The column originally appeared in the Bangalore Mirror on July 19, 2017.

Who Will Survive the Coming Jobs Crisis?

jobs
In last week’s column I wrote about robots, automation, technology and algorithms, taking over human jobs. One reader wrote in asking by when is this likely to happen. I wish I knew. There are no straightforward answers here.

Many new organisations formed over the last few years, barely have any people working for them. Nevertheless, they are worth a bomb. Social media is an excellent example. As Edward Luce writes in The End of Western Liberalism: “In 2006, Google bought YouTube for $1.65 billion. It had sixty-five employees, so the price amounted to $25 million per employee. In 2012 Facebook bought Instagram, which had thirteen employees, for $1 billion. That came to $77 million per employee. In 2014, it bought WhatsApp, with fifty-five employees, for $19 billion, at a staggering $345 million per employee.”

Of course, these companies did not destroy jobs. They did not create them in the first place. But there is a lot of technology being created out there which is helping companies in not recruiting as many people as they did in the past and firing the existing employees as well. As Luce writes: “Facebook’s data servers are now managed by Cyborg, a software programme. It requires one human technician for every twenty thousand computers.”
The point being that jobs which require people to sit in front of computers and manipulate data to manage a system or to present them in an understandable form, are going to go, sooner rather than later. For example, as is well known robots can now driver cars.

The other big question is when will companies start firing employees because they no longer need them, with robots, automation or algorithms, taking over human jobs. This is a tricky question.

As Paul De Grauwe writes in The Limits of the Market: “There are psychological sources of resistance: people who work with old technologies will not always switch to new ones because the change means part of their knowledge has become worthless.”

Over and above this there are economic sources of resistance. As De Grauwe puts it: “Old machines and tools have to be disposed of early, factories have to be closed own and employees sacked. This leads to serious opposition and delays to the introduction of new technologies.”

In the Indian case, it is very difficult for companies to sack employees en masse. It is more than likely for the local politicians and the media will get involved, and the company will end-up getting a lot of bad press. Given this, it is highly unlikely that the information technology companies which have thousands of people working for them, will end up firing employees en masse.

What they will do instead is that they will not hire the number of people that they have been doing in the past.

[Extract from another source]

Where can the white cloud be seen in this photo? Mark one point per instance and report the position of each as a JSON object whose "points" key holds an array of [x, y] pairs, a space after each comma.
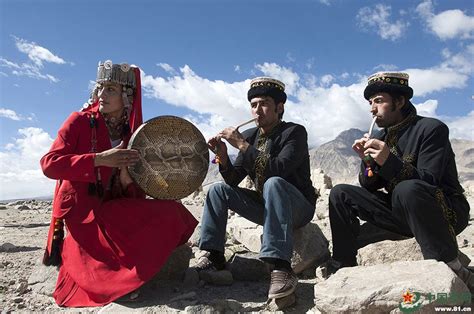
{"points": [[327, 79], [168, 68], [37, 55], [378, 18], [20, 171], [448, 24], [9, 114], [321, 109], [12, 115], [283, 74]]}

In fact, this phenomenon has already been at play over the last few years, with the salaries at the entry level in information technology companies, remaining more or less flat. Chances are you can make more money owning and driving an Uber or an Ola taxi, than being a new trainee engineer at an information technology company.

It is also visible in a huge number of engineering seats in colleges not being filled up across several states.

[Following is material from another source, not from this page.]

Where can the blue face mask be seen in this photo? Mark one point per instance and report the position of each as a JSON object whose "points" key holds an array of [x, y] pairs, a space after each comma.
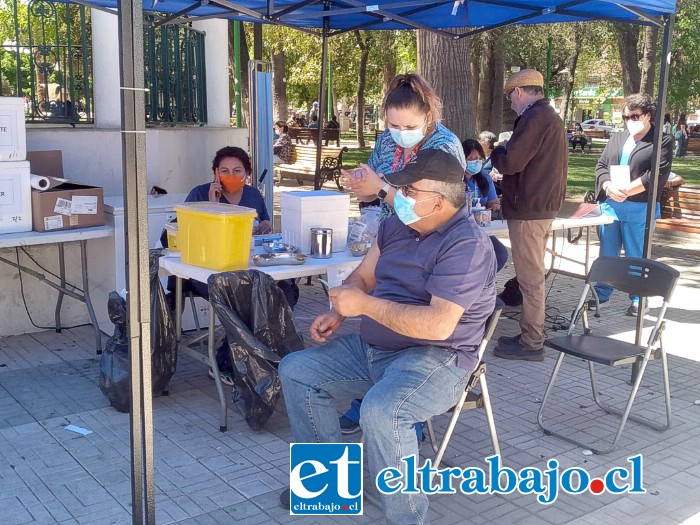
{"points": [[474, 166], [403, 207], [407, 138]]}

When companies follow this strategy of not recruiting, it is a tad easier for them in comparison to firing people whose skillsets they don’t need anymore. That simply gives them a lot of bad press.

It is not just those working in information technology companies whose jobs will be under threat. As Luce writes: “Some types of medical surgeon and architect will be as vulnerable to remote intelligence as plant engineers or call-centre operators.”

And who is likely to survive this onslaught? As Luce puts it: “Ironically, some of the lowest-paid jobs – in barbershops and nail salons – will be among the safest. No matter how dexterous your virtual service provider, it is hard to imagine how she could cut your hair.”

Now that is something worth thinking about.